Henri Émile Sauvage (22 September 1842 in Boulogne-sur-Mer - 3 January 1917 in Boulogne-sur-Mer) was a French paleontologist, ichthyologist, and herpetologist. He was a leading expert on Mesozoic fish and reptiles.

He worked as a curator at the Muséum d'Histoire Naturelle in Boulogne-sur-Mer, and published extensively on Late Jurassic dinosaurs and other vertebrates from the Boulonnais region of northern France.
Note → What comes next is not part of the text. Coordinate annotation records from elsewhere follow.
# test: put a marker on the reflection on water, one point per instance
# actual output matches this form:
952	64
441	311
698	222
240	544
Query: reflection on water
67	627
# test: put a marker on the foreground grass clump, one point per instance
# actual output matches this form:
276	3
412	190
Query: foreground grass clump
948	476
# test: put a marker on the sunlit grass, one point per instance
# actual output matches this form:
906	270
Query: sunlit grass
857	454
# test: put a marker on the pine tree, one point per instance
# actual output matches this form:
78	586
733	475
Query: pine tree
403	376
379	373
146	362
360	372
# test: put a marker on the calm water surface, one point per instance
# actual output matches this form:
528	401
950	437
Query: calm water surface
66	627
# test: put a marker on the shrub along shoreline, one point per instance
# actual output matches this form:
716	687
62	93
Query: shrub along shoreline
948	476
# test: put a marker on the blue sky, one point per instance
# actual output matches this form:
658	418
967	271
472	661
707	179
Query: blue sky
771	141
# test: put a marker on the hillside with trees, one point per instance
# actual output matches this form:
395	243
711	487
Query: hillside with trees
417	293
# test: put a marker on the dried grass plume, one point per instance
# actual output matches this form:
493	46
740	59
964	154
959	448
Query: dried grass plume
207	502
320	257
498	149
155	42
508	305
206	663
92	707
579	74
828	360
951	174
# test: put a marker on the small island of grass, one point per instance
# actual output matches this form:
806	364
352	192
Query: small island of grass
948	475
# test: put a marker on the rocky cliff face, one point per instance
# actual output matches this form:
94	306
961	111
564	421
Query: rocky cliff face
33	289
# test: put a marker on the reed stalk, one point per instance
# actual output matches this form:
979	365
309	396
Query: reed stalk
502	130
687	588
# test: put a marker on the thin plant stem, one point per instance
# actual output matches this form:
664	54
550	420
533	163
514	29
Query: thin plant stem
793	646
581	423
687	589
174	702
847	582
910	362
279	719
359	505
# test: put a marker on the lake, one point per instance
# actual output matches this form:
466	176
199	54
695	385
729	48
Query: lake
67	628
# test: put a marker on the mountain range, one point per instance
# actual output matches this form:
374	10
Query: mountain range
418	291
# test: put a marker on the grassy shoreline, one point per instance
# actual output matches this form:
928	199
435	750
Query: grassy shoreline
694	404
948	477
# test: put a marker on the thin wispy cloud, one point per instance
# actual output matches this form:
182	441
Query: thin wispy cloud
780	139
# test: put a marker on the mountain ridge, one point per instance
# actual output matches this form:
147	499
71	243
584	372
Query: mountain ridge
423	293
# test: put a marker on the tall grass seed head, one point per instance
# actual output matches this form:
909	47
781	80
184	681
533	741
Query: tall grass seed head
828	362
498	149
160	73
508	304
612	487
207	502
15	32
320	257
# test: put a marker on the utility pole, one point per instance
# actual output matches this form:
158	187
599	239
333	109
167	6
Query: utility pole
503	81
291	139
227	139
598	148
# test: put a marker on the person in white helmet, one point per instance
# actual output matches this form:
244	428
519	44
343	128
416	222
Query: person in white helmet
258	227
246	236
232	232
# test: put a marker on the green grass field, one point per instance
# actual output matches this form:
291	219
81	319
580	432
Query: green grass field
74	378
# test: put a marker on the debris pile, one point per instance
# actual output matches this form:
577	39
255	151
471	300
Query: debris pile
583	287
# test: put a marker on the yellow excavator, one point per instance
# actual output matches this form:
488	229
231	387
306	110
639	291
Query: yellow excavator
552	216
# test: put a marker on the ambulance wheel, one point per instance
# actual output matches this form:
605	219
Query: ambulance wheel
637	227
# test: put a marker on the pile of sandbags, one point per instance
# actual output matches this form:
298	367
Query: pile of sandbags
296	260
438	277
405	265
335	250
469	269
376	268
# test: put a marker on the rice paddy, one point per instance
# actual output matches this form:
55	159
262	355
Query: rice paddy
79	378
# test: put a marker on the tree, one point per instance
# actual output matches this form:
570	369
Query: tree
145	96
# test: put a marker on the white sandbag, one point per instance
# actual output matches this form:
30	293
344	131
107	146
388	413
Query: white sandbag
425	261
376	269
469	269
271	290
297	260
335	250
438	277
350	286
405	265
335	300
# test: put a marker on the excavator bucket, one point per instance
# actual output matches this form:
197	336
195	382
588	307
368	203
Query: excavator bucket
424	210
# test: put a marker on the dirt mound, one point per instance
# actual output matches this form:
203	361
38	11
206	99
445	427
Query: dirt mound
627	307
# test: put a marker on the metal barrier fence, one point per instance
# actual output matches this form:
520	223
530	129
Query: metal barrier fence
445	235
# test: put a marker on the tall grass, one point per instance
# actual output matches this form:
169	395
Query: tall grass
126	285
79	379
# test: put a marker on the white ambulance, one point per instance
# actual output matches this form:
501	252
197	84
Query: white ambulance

He is mainly known for having first described in 1873 the famous pliosaurid Liopleurodon. He made important contributions involving vertebrate palaeontology in Portugal, describing in 1897, Suchosaurus girardi from jaw fragments found in that country.

From 1883 to 1896, he served as director of the station aquicole in Boulogne-sur-Mer. He was a member of the Société géologique de France.
In 1893 Philippe Thomas published the palaeontological results of the Tunisian Scientific Exploration Mission (1885–1886) in six installments plus an atlas, including the work of Victor-Auguste Gauthier (sea urchins), Arnould Locard (Mollusca), Auguste Péron (Brachiopods, Bryozoa and Pentacrinitess) and Henri Émile Sauvage (fish).

The plesiosaurid species Lusonectes sauvagei commemorates his name, as do the crustacean species Pseudanthessius sauvagei and the gecko species Bavayia sauvagii.

==Works==
- Note sur les geckotiens de la Nouvelle-Calédonie, 1878.
- Bassin houiller et permien d'Autun et d'Épinac, 1889–97 (with Frédéric Delafond, Michel Lévy, Bernard Renault, René Zeiller, 7 volumes).
- Histoire naturelle des poissons, (1891); in Alfred Grandidier's Histoire physique, naturelle et politique de Madagascar.
- Vertébrés fossiles du Portugal: Contributions à l'étude des poissons et des reptiles du jurassique et du crétacique, (1897).
- Musées municipaux de Boulogne-sur-Mer, 1898.
- "Amphibious Fishes" in Popular Science Monthly Volume 9, September 1876
- "The Archer-Fishes" in Popular Science Monthly Volume 12, January 1878
- "The Matamata" in Popular Science Monthly Volume 16, March 1880.
- Biography: La Vie et l'oeuvre d'Emile Sauvage; Author:	Casimir Cépède. Publisher:	Boulogne-sur-Mer :Imprimerie G. Hamain, 1923.

==Taxon described by him==
- See :Category:Taxa named by Henri Émile Sauvage

== Taxon named in his honor ==
- The Sauvage's mormyrid, Petrocephalus sauvagii, is a species of electric fish in the family Mormyridae, found in the Congo River basin and Niger Delta in Africa.